The problem is the engine has not been reliable over the past year I have owned it and I am tired of messing with it every time I go sailing.
The main symptom is stuck exhaust valves, caused by saltwater getting into the engine. My best guess at this point is this was caused by a poorly thought out exhaust re-design from the previous owner. The old "standpipe" style exhaust had rusted out, so he replaced it with a water lift muffler. The rise before cooling water was injected into the exhaust was only about 2", and I think with pitching of the boat and spray/steam at the injection point, I was getting water back in to the manifold and cylinder (he never sailed it, so it was only tested at the dock). I have re-routed the exhaust to the port storage locker so it can get ~20" inches of rise before cooling water is injected. This has stopped water intrusion as best I can tell, but I am still having problems with sticking valves even after changing the oil many times. I would not totally rule out a cracked block or head, but at least after leakdown testing the head and gasket at 100PSI I don't think the problem is on the top end.
So my options at this point seem to be:
- Declare the engine is as good as dead. Tack on an outboard to keep sailing in the short term. Pull the engine from the boat and repower with a new diesel or a rebuilt P60 in the long term. I admit defeat on understanding the engine, but get to keep enjoying the boat. An expensive, but final answer. I don't know if sinking $10K+ into a diesel re-power makes sense for this boat (I paid $5500 originally). Nobody seems to say tacking on a 10HP outboard is a *good* idea, but lots of folks seem to do it and it gets them out on the water.
- Be persistent - the engine just needs a deep cleaning to get out all the water and re-build. Pull the engine from the boat, look over everything carefully in my shop, and re-install. What if I don't find an obvious problem? How much time will this take? What do I need to/should replace? An inexpensive, but labor-intensive and potentially unsatisfying answer.

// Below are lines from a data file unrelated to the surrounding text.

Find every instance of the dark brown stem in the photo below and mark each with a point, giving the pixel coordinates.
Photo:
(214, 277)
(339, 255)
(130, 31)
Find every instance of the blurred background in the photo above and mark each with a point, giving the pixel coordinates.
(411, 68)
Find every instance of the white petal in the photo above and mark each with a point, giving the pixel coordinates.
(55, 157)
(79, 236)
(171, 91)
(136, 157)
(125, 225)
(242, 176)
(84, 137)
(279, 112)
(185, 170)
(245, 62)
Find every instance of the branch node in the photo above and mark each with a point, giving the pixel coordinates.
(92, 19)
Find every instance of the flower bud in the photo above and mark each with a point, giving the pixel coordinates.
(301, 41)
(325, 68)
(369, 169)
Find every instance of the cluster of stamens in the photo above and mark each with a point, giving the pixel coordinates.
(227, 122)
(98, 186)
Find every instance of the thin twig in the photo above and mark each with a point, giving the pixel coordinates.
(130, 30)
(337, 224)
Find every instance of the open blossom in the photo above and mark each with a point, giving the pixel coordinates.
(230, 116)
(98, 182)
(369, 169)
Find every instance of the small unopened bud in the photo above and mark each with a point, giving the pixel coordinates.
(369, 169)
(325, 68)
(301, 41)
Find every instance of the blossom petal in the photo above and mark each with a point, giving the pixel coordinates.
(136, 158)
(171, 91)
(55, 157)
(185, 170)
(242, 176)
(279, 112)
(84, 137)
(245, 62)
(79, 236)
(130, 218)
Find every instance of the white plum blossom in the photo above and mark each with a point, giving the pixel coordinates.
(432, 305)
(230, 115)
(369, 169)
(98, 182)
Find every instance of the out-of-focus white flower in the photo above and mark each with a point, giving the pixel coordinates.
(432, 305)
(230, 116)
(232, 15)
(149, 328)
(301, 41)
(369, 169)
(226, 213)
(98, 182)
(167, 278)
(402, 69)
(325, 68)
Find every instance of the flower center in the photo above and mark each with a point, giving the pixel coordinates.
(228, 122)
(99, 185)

- Pay someone else to figure out any or all of this. The least labor-intensive answer on my part, but potentially the most expensive and mysterious. No satisfaction of understanding what's going on or troubleshooting future issues.
- Say it's been a good run with this boat and got my money's worth with a year's worth of memories, sell it to someone else, save up a bit and buy something with a better engine. And a whole lot of other unknown issues. I know more or less what needs to be fixed with the rest of this boat and am on top of it, so this seems the least appealing until I pull together $50K+ for a real step up and want to go cruising.
In any case, it looks like I should take the engine out of the boat. Because there is no obvious single problem, I don't think I'm willing to keep trying fixes with the engine in. I measured and think I can get it out through the companionway if the head and manifold are off.
I am getting the standing rigging replaced with the mast off in a couple of weeks and then have the week of Christmas-New Years off work and am reasonably handy with a wrench to do my own work during that time period. If I could make a serious dent in the project during that time (putting on an outboard or rebuilding the current engine-- I don't have money for a repower right now) that would be ideal.
Any advice is appreciated! Be honest; tell me where I'm in denial and what I'm really up against.